A Gela una mamma ha avvelenato le sue bambine. Inconcepibile. Ti chiedi come sia possibile. Eppure è accaduto. Siamo abituati a sentire dell’uccisione di un nemico, di un colpevole, di una persona cattiva. La nostra mente è incapace però di pensare al male fatto a chi si vuole bene. Ecco che, ancora una volta, tocchiamo con mano la nostra incapacità di indagare a fondo il cuore dell’uomo. Anche i paraventi della follia, della gelosia, della povertà non sempre riescono a giustificare; chi commette il male il più delle volte è una persona normale, capace di intendere e volere.
La realtà è là, dura come una pietra, gelida come il marmo. Brutta come la peste. Davanti a questi eventi incomprensibili e dolorosi anche la parola alza bandiera bianca. Puoi descrivere la scena del delitto, indagare la personalità dell’ assassino, raccontare i drammi che viveva, altro non puoi fare. Con il male occorre fare i conti. E sono conti da fare con estrema umiltà e altrettanta verità. Ammettiamolo: tutti siamo ammaliati dalle sirene del male, anche se non in forma così eclatante. Certo, perché il male per essere accolto sa camuffarsi e confondersi con il bene.

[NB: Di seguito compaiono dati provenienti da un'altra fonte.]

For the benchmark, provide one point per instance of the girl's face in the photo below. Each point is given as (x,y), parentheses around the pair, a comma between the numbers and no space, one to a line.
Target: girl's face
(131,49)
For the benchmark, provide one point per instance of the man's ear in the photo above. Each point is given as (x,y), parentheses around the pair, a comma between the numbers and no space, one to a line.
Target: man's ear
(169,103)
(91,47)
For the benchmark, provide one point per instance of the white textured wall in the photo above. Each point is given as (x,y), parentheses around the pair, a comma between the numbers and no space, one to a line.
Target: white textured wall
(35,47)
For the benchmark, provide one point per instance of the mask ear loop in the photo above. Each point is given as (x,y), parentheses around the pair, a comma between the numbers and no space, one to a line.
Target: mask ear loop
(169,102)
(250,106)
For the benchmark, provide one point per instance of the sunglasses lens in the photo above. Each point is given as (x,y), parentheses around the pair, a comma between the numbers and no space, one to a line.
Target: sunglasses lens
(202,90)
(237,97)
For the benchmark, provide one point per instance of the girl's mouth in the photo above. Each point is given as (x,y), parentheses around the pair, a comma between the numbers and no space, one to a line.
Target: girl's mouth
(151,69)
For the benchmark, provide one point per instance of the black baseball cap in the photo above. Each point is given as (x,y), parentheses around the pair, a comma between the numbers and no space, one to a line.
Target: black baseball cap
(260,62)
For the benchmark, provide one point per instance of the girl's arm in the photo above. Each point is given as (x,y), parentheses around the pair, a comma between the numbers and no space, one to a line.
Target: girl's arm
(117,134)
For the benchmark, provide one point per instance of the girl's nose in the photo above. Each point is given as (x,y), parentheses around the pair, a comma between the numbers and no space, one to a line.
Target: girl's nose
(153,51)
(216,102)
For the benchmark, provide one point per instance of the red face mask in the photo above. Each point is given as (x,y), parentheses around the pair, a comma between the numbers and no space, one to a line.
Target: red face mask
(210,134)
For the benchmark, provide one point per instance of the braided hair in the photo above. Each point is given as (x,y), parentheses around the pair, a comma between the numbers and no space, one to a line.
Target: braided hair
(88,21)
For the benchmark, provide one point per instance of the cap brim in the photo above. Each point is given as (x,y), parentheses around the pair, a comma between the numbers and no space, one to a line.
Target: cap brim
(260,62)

Chi al male si abbandona deve credere che in qualche modo mette fine ai problemi che lo affliggono. Forse è proprio questa la conseguenza del peccato originale. Abbiamo, perciò, bisogno continuamente di avere una mente lucidissima e un cuore puro. Non è facile. Per farlo bisogna farsi custodi di se stessi e dei fratelli, avere chiara la strada per la quale si vuole camminare. Chi crede in Dio sa di avere un Padre nei cieli che si prende cura di lui. Sa di essere amato, desiderato; che la sua vita è sempre unica, originale, irripetibile. Sa che c’è più gioia nel dare che nell’avere, che una carezza fatta a un bambino, una mano tesa a un vicino, una pane donato a un povero danno la forza di non arrendersi.
Chi crede in Dio sa di essere fragile e prezioso. Che il male è un seme che cresce e silenziosamente, subdolamente si annida nel cuore dell’ uomo. Sa che quelle radici maledette debbono essere estirpate subito, immediatamente. Al male non si dà nessuna confidenza. Col male non si diventa amici. Non si dialoga con il male, non lo si fa entrare in casa. Lo si caccia via appena inizia a fare capolino. Sempre, anche quando sembra che possa ritornare utile. Anche quando bastona il nemico o colpisce lontano. Anche quando le grida di disperazione non arrivano ai tuoi orecchi. Sempre. Anche quando qualcuno deciderà di fartela pagare o la cultura della morte afferma che non è più male l’azione obbrobriosa che una volta era considerata tale. Anche quando l’ombrello di una legge fatta a misura dei nostri egoismi pretenderà di mettere la parola fine a un male che continua a farci male. Se davvero inorridiamo davanti al male fermiamoci e imbocchiamo la strada del bene. Un bene che faccia bene a tutti.